Starting your day with a protein-rich breakfast is not just a trend—it is a smart choice for your overall health. A high-protein diet helps strengthen bones, keeps your hair and skin healthy, and supports
faster body recovery. It also plays a key role in preventing muscle damage and keeping you full for longer.

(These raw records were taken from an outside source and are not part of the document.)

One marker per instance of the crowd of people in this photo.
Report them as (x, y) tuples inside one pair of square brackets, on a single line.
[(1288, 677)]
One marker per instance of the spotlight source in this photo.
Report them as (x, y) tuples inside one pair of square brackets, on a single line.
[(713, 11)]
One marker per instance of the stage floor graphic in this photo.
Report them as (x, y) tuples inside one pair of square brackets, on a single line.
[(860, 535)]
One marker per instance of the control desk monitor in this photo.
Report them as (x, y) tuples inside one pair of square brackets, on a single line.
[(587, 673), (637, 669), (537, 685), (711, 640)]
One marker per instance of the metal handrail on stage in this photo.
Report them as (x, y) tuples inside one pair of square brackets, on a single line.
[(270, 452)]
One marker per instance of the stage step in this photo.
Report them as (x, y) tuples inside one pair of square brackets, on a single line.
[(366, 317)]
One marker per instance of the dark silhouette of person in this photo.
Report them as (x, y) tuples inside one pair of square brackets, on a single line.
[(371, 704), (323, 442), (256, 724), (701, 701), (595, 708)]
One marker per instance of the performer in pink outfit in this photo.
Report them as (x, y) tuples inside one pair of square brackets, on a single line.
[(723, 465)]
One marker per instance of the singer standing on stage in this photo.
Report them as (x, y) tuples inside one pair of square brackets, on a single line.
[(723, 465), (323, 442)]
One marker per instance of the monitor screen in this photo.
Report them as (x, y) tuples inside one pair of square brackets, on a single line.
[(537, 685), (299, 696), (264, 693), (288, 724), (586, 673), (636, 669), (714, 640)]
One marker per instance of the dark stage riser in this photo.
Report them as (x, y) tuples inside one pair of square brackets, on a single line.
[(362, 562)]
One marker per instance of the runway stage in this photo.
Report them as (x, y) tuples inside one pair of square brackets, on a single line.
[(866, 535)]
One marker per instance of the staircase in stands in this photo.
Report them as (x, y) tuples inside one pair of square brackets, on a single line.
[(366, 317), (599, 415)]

But the real question is—what should you actually eat? If you are bored with the usual options, this paneer wrap is a quick, delicious, and protein-packed breakfast you’ll want to add to your routine.
Prepare Tikki Filling: To make the filling, you’ll need 1 cup boiled chickpeas, 1 small chopped onion, Fresh coriander leaves, 1/2 tsp turmeric powder, 1/2 tsp red chilli powder, 1 tsp coriander powder, 1/2 tsp black pepper powder, 1/2 tsp chaat masala, 2 tbsp rice flour and salt to taste
To make the tikki, boil the chickpeas until soft and mash them well. Add chopped onion, coriander, and all the spices. Mix everything, then add rice flour to bind the mixture. Shape into small tikkis.
Heat a pan with a little oil and shallow-fry the tikkis until golden and crisp on both sides.
(Pro tip: You can prepare the tikkis in advance and store them in the freezer, so they’re ready to use whenever you need a quick breakfast in a hurry.)
Make the Paneer Wrap: Heat a non-stick pan and lightly grease it. Grate paneer directly onto the pan, spreading it evenly to form a thick layer. Let it cook for 2–3 minutes until the base turns slightly crisp. Turn off the heat.
Now layer it up by spreading green chutney. Place the prepared chana tikki on top. Add a slice of cheese, along with tomato and onion slices and any other veggies you like. Now carefully fold it into a wrap to serve.